Wien. 39 Grad Fieber, bis zu münzgroße Bläschen am ganzen Körper, Juckreiz, der den Partner um vier Uhr morgens den Weg in die Apotheke antreten lässt. Unangenehme Umstände, die den Feuchtblattern, Windpocken oder auch Varizellen genannt, zuzuschreiben sind.
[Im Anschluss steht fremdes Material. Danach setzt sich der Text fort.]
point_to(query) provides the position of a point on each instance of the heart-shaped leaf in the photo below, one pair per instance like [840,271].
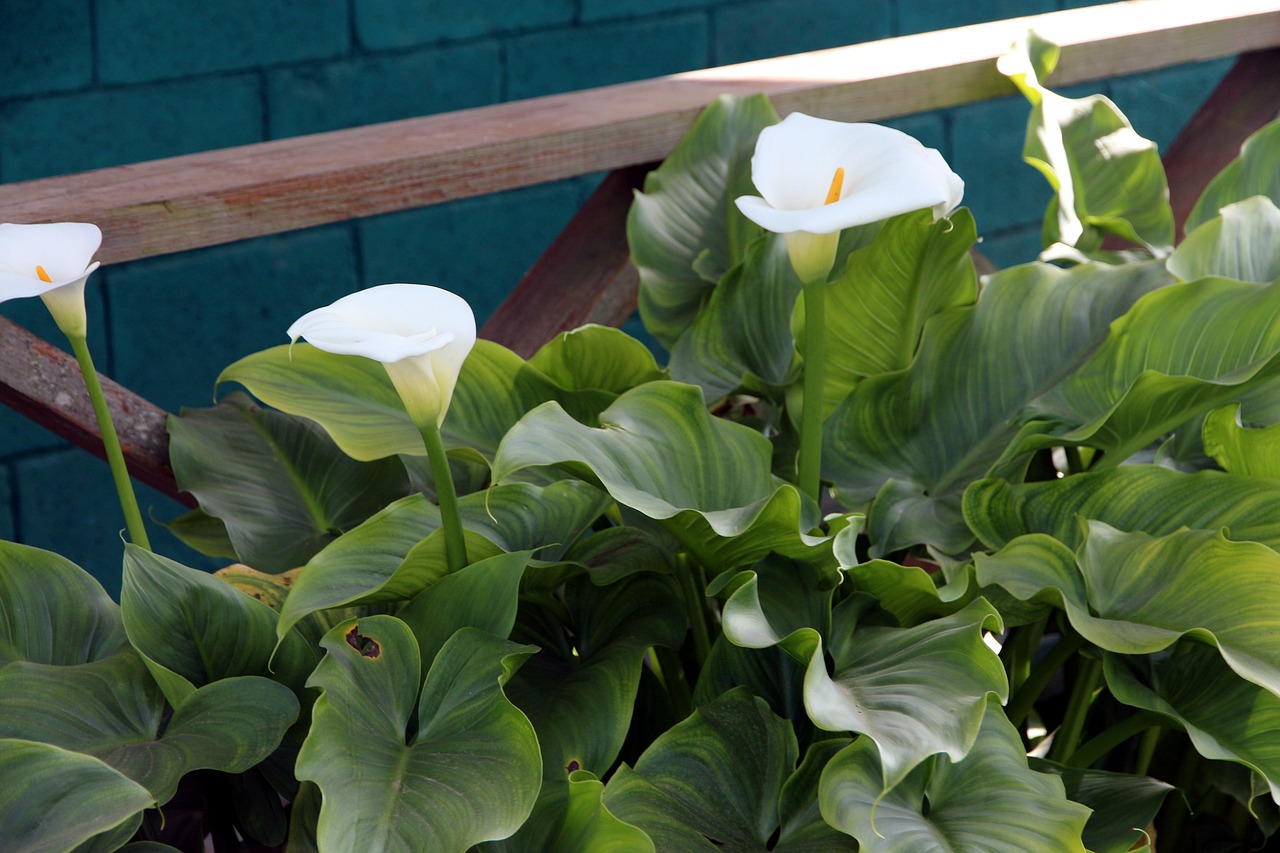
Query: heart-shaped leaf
[356,404]
[1238,450]
[684,229]
[1242,242]
[51,611]
[113,710]
[192,629]
[597,357]
[1176,354]
[39,816]
[878,306]
[725,778]
[279,484]
[1133,497]
[914,692]
[927,432]
[1255,173]
[580,692]
[1123,804]
[466,770]
[991,802]
[728,509]
[1134,593]
[743,333]
[478,596]
[885,682]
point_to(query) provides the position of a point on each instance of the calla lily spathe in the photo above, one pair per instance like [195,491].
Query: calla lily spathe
[818,177]
[420,333]
[51,261]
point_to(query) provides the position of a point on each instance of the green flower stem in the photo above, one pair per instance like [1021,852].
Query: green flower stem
[455,543]
[1023,699]
[112,442]
[695,605]
[666,665]
[1078,707]
[1147,749]
[814,370]
[1100,746]
[1074,464]
[1022,651]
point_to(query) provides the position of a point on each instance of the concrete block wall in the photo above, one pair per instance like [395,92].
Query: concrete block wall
[91,83]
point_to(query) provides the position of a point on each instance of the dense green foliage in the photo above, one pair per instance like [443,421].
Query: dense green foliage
[1038,611]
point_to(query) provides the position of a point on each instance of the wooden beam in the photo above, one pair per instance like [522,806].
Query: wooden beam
[234,194]
[1246,99]
[44,383]
[585,276]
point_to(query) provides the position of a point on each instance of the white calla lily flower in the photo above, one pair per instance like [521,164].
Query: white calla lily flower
[420,333]
[51,261]
[818,177]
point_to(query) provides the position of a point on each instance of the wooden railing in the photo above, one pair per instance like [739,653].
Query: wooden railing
[214,197]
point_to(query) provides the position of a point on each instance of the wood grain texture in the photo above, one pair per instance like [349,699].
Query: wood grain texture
[44,383]
[222,196]
[585,276]
[1246,99]
[234,194]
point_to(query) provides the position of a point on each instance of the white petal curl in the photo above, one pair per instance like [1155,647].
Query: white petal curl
[886,173]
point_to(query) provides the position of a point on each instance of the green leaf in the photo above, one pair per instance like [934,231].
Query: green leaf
[1123,804]
[193,629]
[590,828]
[204,533]
[1134,593]
[906,592]
[1133,497]
[991,802]
[113,710]
[684,229]
[282,488]
[356,404]
[397,553]
[1255,452]
[914,692]
[1109,179]
[351,397]
[744,331]
[1242,242]
[727,506]
[465,771]
[773,601]
[722,780]
[580,692]
[1225,716]
[368,564]
[877,309]
[1176,354]
[51,611]
[597,357]
[481,596]
[927,432]
[1255,173]
[885,682]
[39,816]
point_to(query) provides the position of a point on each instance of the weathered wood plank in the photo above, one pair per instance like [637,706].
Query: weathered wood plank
[220,196]
[585,276]
[1246,99]
[44,383]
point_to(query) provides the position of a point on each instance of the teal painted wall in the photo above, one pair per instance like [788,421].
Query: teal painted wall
[90,83]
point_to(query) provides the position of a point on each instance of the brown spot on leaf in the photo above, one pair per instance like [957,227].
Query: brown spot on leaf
[364,644]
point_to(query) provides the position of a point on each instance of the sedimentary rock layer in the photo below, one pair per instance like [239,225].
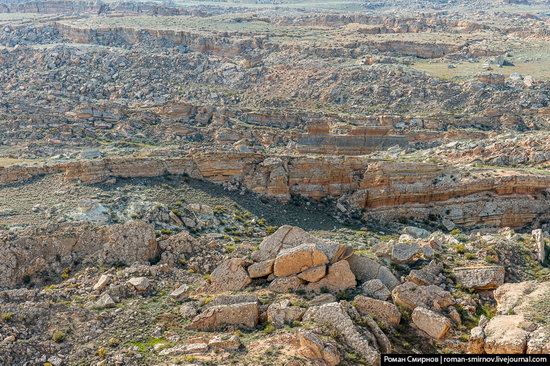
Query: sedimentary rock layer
[383,190]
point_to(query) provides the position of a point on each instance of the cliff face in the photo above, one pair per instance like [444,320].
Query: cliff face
[218,44]
[382,190]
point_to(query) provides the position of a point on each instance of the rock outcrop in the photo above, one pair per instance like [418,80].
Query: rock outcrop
[520,325]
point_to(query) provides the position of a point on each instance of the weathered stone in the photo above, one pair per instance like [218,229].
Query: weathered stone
[103,281]
[322,299]
[313,274]
[225,343]
[540,244]
[376,289]
[434,324]
[261,269]
[410,295]
[295,260]
[229,276]
[480,278]
[366,269]
[339,277]
[217,317]
[416,232]
[286,284]
[476,342]
[517,327]
[335,317]
[105,301]
[405,252]
[427,275]
[311,347]
[504,336]
[378,309]
[282,313]
[226,299]
[140,283]
[181,293]
[285,237]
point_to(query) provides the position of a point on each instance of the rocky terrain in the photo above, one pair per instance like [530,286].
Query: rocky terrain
[273,183]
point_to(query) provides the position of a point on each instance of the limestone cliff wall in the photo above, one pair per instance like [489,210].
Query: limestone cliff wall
[383,190]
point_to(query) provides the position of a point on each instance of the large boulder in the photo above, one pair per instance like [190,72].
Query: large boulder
[261,269]
[378,309]
[243,315]
[410,295]
[282,313]
[405,252]
[432,323]
[313,348]
[339,277]
[285,237]
[286,284]
[376,289]
[481,277]
[230,275]
[131,242]
[335,317]
[503,335]
[366,269]
[295,260]
[427,275]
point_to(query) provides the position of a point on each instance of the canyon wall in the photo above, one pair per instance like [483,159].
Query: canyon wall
[382,190]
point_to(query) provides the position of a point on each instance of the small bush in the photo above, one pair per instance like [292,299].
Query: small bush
[7,316]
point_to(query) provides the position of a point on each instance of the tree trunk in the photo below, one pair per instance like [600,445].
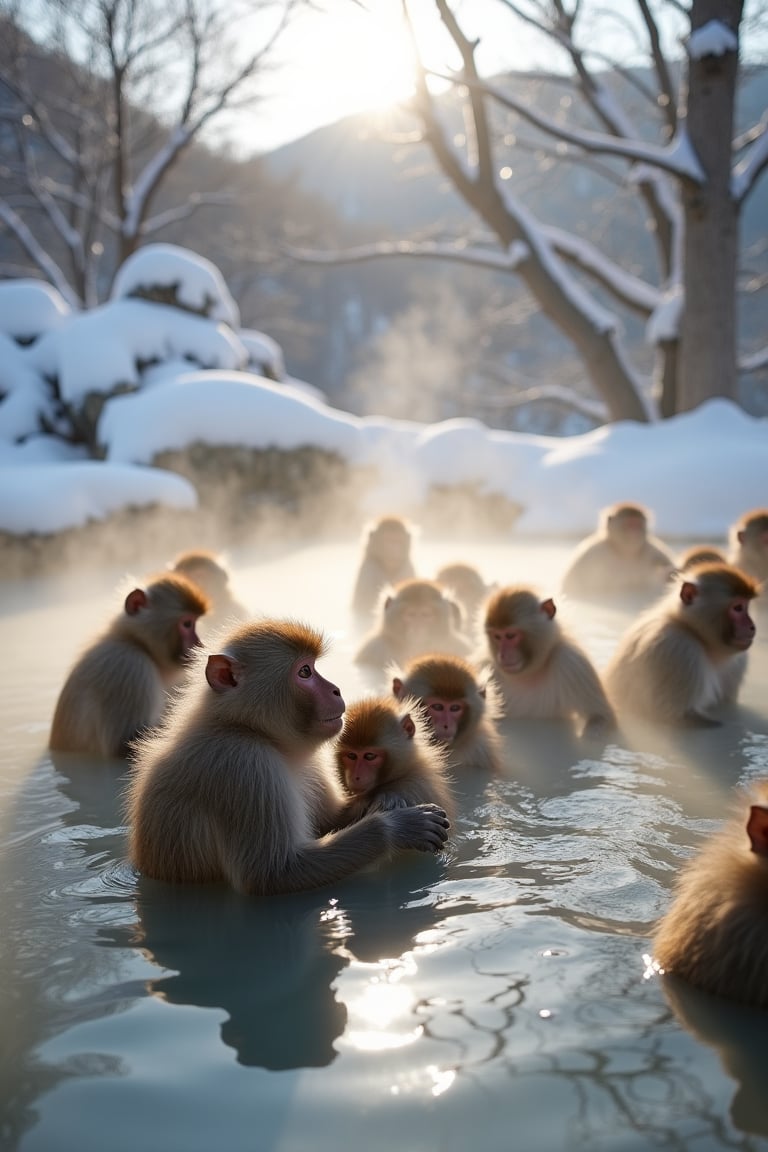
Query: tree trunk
[707,365]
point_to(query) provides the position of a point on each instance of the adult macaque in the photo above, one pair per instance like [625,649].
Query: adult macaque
[419,616]
[466,585]
[699,554]
[386,759]
[462,711]
[620,559]
[232,787]
[687,653]
[210,571]
[119,686]
[542,673]
[750,544]
[715,932]
[386,561]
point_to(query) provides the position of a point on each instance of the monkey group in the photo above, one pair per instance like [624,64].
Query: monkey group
[246,766]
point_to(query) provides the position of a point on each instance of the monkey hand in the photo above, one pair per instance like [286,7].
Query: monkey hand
[423,827]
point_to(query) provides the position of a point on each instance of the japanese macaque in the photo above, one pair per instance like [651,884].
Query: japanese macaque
[119,687]
[386,759]
[750,544]
[386,561]
[699,554]
[417,618]
[541,672]
[232,787]
[466,585]
[462,711]
[687,653]
[715,932]
[210,573]
[620,559]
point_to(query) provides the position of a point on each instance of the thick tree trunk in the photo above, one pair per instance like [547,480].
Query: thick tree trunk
[707,364]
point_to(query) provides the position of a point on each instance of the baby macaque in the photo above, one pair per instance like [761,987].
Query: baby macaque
[620,559]
[749,538]
[466,585]
[715,932]
[119,686]
[699,554]
[210,573]
[386,759]
[232,787]
[687,653]
[541,673]
[386,561]
[462,711]
[419,616]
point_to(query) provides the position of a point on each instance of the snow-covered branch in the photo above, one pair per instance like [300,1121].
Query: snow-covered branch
[751,167]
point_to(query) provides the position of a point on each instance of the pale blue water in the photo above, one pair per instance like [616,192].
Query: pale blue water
[491,999]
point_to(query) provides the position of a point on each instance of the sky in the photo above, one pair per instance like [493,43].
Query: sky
[355,58]
[697,474]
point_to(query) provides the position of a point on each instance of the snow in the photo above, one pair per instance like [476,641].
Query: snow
[712,39]
[697,472]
Treten Kinderkrankheiten wie diese bei Erwachsenen auf, ernten sie häufig Gelächter. Denn alleine die Vorstellung, dass eine 36-Jährige mit Windpocken das Bett hütet, entlockt so manchem zumindest ein Schmunzeln.
Doch hochansteckende Infektionskrankheiten wie Masern, Mumps und Co. verlaufen bei Erwachsenen oft nicht so unkompliziert wie bei Kindern. Die Erkrankung ist mit mehr Strapazen für den Körper verbunden und die Genesung dauert wesentlich länger.

!Die Klassiker

"Die klassischen Kinderkrankheiten sind einerseits bakterielle Infektionen wie Keuchhusten, Diphtherie und Scharlach, oder virale wie Mumps, Masern, Windpocken oder Polyomyelithis (Kinderlähmung). Sie können, wenn man als Kind daran weder erkrankt ist noch geimpft wurde, im Erwachsenenalter auftreten", sagt der Präsident der Österreichischen Gesellschaft für Infektionskrankheiten, Florian Thalhammer, zur "Wiener Zeitung". Jedoch kann es auch trotz Impfung zu einer Erkrankung kommen. Die Ursachen dafür sind fehlende Auffrischungsimpfungen, Alterung des Immunsystems (Immunseneszenz) oder anfangs nicht so wirksame Impfstoffe wie heute (etwa bei Masern), betont der Mediziner.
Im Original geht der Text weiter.